Galatasaray sallanıyor, sakatlar saf tutmuş... Tam o sırada Kalli geliyor, futbolcular tedirgin ama kurt ihtiyar Skibbe'nin üstüne gelmedim deyince Florya şenleniyor. Coşku sahaya yansıyor, goller tribünleri inletiyor. Aralıkta Galatasaray'da moral tavan yapmış, Rota UEFA'ya çevrilmiş. Düzelen sakatlıklar gol üretim merkezince hazırlanan muhteşem gollerle farklı galibiyetler umutları kamçılamış. Artık Galatasaray tutulmaz!
Ayaküstü sohbete daldık... Baktım sohbet koyuldu, her gelen yanıma çöktü... Galatasaray'ı uzun süredir böyle görmemiştim. Bıraksan sahaya inip önüne geleni dörtleyecekler... UEFA'da karşılarına kim çıkarsa ezip geçecekler.
Gözüm Emre Aşık'a takıldı. En deneyimli o ya... Nasıl gidiyor dedim, yerinden fırladı koluma girdi, Baros'a da yapıştı ikimizi de UEFA SUPER CUP WINNER 2000'in duvarda asılı posterinin önüne çekti...
Derhal uyandım; Bu resim karşı duvara tekrar asılacak demek istiyordu...
Afilli bir poz verdik!

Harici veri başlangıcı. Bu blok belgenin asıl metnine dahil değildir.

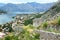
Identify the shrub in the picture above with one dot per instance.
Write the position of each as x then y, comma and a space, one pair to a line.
58, 21
29, 21
45, 24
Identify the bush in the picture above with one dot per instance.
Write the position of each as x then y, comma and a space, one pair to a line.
58, 21
29, 21
45, 24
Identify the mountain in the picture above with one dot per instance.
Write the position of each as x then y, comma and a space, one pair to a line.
2, 4
27, 7
51, 14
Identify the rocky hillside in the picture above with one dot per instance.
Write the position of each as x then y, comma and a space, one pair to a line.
51, 14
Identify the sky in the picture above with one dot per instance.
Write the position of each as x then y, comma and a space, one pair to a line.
25, 1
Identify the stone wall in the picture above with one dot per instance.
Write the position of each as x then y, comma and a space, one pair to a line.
44, 35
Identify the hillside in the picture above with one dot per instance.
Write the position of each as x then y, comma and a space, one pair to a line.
27, 7
51, 14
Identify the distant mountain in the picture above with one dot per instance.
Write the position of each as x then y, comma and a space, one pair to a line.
26, 7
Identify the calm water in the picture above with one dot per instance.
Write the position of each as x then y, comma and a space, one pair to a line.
4, 18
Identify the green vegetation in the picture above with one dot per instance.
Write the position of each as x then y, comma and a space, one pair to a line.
27, 33
58, 21
28, 21
45, 24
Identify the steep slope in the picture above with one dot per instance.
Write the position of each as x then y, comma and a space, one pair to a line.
51, 14
10, 7
27, 7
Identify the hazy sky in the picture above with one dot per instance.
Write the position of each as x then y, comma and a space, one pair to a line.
24, 1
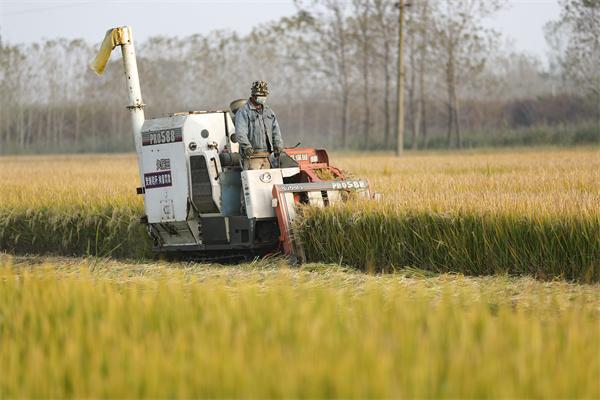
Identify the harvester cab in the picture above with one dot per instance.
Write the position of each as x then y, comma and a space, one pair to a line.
199, 201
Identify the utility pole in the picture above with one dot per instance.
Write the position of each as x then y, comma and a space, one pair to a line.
400, 80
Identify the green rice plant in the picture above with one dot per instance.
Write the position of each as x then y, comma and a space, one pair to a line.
98, 232
268, 331
532, 211
376, 237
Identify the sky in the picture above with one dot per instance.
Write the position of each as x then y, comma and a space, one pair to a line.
26, 21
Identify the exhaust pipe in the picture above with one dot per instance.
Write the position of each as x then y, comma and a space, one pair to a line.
123, 37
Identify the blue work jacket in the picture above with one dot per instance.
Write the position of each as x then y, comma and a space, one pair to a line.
254, 127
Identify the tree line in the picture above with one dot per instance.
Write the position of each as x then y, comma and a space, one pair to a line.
331, 68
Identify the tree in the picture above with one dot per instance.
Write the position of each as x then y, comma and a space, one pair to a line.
362, 27
385, 29
579, 25
331, 50
464, 43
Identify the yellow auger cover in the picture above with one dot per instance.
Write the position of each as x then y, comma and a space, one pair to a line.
113, 38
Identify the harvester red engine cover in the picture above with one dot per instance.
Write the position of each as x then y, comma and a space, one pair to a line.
320, 185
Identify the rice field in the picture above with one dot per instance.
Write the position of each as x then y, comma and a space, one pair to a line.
89, 328
491, 287
529, 212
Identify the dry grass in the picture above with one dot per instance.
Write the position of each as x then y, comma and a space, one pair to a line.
82, 328
529, 211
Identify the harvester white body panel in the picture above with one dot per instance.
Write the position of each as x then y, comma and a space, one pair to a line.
167, 145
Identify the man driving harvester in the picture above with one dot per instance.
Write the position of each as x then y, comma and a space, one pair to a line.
257, 129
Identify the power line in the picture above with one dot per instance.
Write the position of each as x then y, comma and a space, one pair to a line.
45, 9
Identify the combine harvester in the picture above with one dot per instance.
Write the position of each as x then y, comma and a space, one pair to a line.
192, 180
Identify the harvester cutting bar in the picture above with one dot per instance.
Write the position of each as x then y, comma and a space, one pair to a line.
287, 197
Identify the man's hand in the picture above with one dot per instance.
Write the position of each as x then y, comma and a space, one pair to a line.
248, 151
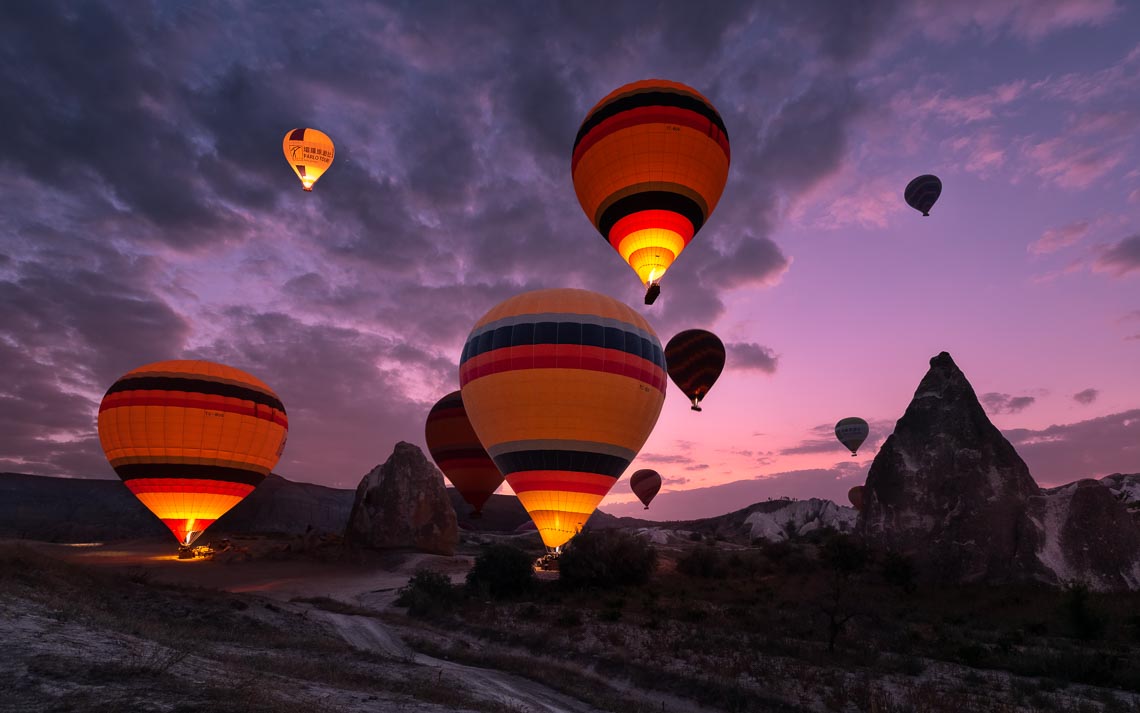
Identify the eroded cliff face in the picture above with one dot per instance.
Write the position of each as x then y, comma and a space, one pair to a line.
404, 504
950, 491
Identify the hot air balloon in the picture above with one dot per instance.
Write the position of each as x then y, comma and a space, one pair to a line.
190, 439
456, 450
695, 359
562, 388
645, 484
922, 193
852, 432
649, 164
309, 153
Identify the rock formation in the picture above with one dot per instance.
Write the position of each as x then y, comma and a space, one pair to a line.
404, 504
950, 491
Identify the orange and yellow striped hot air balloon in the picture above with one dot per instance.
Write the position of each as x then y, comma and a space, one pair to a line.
190, 439
309, 154
649, 165
456, 450
562, 388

Tarihle beraber tarihe geçtik...
UEFA posterinin önünde çektirdiğimiz resimle finali garantiye aldım.
Emre defansta tecrübe, Baros hücumda gol anlamına geldi bu poz... O zaman Saracoğlu'nda UEFA gözüktü...
Madem Galatasaray bütünüyle UEFA'ya kenetlenmiş, döndüm Emre Aşık'a sordum; 'Bordeaux ile geçen yıldan hesabımız var' dedi...
Baros'a döndüm, tek laf ettim;
Bordeaux?
'Lyon'dan tanıyorum, iyi takım bizi yenmişlerdi, ama bu kez şansları hiç yok' dedi...
Havayı buldum işareti verdim;
Rota Saracoğlu... İlk hedef Bordeaux!
Bordeaux için hocalar da şöyle diyor;
Fransızların defansif özellikleri çok fazla, bizim de ofansif becerimiz çok yüksek, orada yenilmeyiz burada tur atlarız....
Skibbe ve Burak Hoca şöyle devam ediyor;
-Takımın performansı giderek artıyor o tarihte istim üstünde oluruz. Bordeaux'yu geçeriz ama sonrası önemli... Herkes Hamburg diyor ama, acaba Hamburg mu? Öteki takımın adını dahi kimse bilmiyor. Metalist gibi... Esas tehlike odur. Hamburg rakip olursa kolay...
Ben de diyorum ki; duydunuz zilin sesini, ya İzmir marşı ya mehter marşı çalacak...
Gözlerim de diyor ki;
Florya, Saracoğlu'na doğru tırısa kalkmış gidiyor...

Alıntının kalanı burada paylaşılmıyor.